Note: Although this doesn’t fall into the cross contamination area, it is worth noting that a Celiac should take precautions against breathing in flour dust when using other than gluten free flours. Flour dust that settles on the nasal passages may eventually get swallowed and end up being digested.

When making sandwiches, do the gluten free ones first – otherwise be sure to wash your hands after touching regular bread and before touching gluten free supplies.

Use clean utensils and avoid “double dipping” – knives or spoons are OK the first time, but once they have touched food with gluten, they can contaminate the food in the container if used again. If it is too difficult to train other family members in this regard, it would be wise for the celiac to have their own jar of jam, peanut butter, mustard, etc.

Be especially alert and cautious when you have guests helping in the kitchen – they will not have your gluten awareness. Also, it is when you are otherwise distracted that you are more likely to make a gluten error.

Make sure any pots, utensils, etc. that are used for other foods are thoroughly scrubbed before using for gluten free foods. In the case of something like muffin tins, paper liners may be a worthwhile consideration.

It is best to have a separate set of utensils with porous surfaces, such as wooden spoons, for your gluten free baking. These utensils might retain some gluten particles after cleaning.

If using lentils, be sure to meticulously pick them over before putting in the pot to cook. Even if you buy them packaged, it is not uncommon to find kernels of wheat or oats (or pebbles) in with the lentils.

Away from home, be aware of sources of cross contamination:

Products in bulk bins can become contaminated by using the scoops in more than one bin. There is no assurance that the other customers will be as cautious as you.

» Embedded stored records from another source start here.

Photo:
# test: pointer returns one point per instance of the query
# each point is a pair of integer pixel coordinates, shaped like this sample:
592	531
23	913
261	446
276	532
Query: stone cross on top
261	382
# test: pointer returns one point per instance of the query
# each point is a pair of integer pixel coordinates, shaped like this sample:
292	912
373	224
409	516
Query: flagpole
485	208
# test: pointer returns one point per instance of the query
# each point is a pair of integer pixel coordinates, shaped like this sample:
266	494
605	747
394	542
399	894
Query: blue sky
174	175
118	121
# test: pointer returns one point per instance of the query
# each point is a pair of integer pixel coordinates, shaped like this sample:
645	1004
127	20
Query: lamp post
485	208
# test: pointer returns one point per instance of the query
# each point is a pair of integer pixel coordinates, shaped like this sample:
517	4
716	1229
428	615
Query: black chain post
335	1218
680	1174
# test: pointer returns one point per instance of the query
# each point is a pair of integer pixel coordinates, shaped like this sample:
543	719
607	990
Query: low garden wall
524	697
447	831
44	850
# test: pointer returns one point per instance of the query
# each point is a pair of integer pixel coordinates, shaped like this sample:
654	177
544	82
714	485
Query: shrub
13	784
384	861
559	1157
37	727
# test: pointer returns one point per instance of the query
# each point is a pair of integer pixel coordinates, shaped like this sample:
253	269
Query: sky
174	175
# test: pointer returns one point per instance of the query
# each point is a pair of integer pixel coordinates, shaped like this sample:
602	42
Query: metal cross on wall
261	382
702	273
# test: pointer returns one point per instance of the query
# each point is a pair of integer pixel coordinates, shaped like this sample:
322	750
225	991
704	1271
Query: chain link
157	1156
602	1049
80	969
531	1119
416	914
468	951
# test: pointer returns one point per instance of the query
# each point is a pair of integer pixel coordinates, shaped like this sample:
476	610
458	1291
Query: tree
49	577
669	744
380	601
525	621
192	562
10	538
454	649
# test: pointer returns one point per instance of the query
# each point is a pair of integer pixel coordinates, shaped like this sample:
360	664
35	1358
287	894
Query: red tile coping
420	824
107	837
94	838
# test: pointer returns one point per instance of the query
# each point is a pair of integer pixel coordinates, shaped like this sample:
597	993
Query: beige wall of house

Also, flour dust in the air around these bins can cause a problem.

At the deli counter, where gluten free meats are being cut using the same utensils without cleaning in between or where cut meats often overlap on the counter.

Buffet lunches, where the chef tests the temperatures in all the dishes using one thermometer, or spoons are used for more than one dish.
French fries cooked in oil where battered foods have been fried.
Meat cooked on a grill which hasn’t been cleaned after cooking regular food with gluten.

Gluten-free pasta may be cooked in water used for regular pasta and rice may be cooked in broth containing gluten.

Milling of gluten free grains on equipment that has been used for regular grains.

In product production where a gluten free product is not produced on a dedicated line. Cereals and candy bars that have gluten free ingredients may be produced after a non GF item without having the equipment cleaned thoroughly in between.

Adapted from an article prepared by the CCA Calgary Chapter Celiac Support Group.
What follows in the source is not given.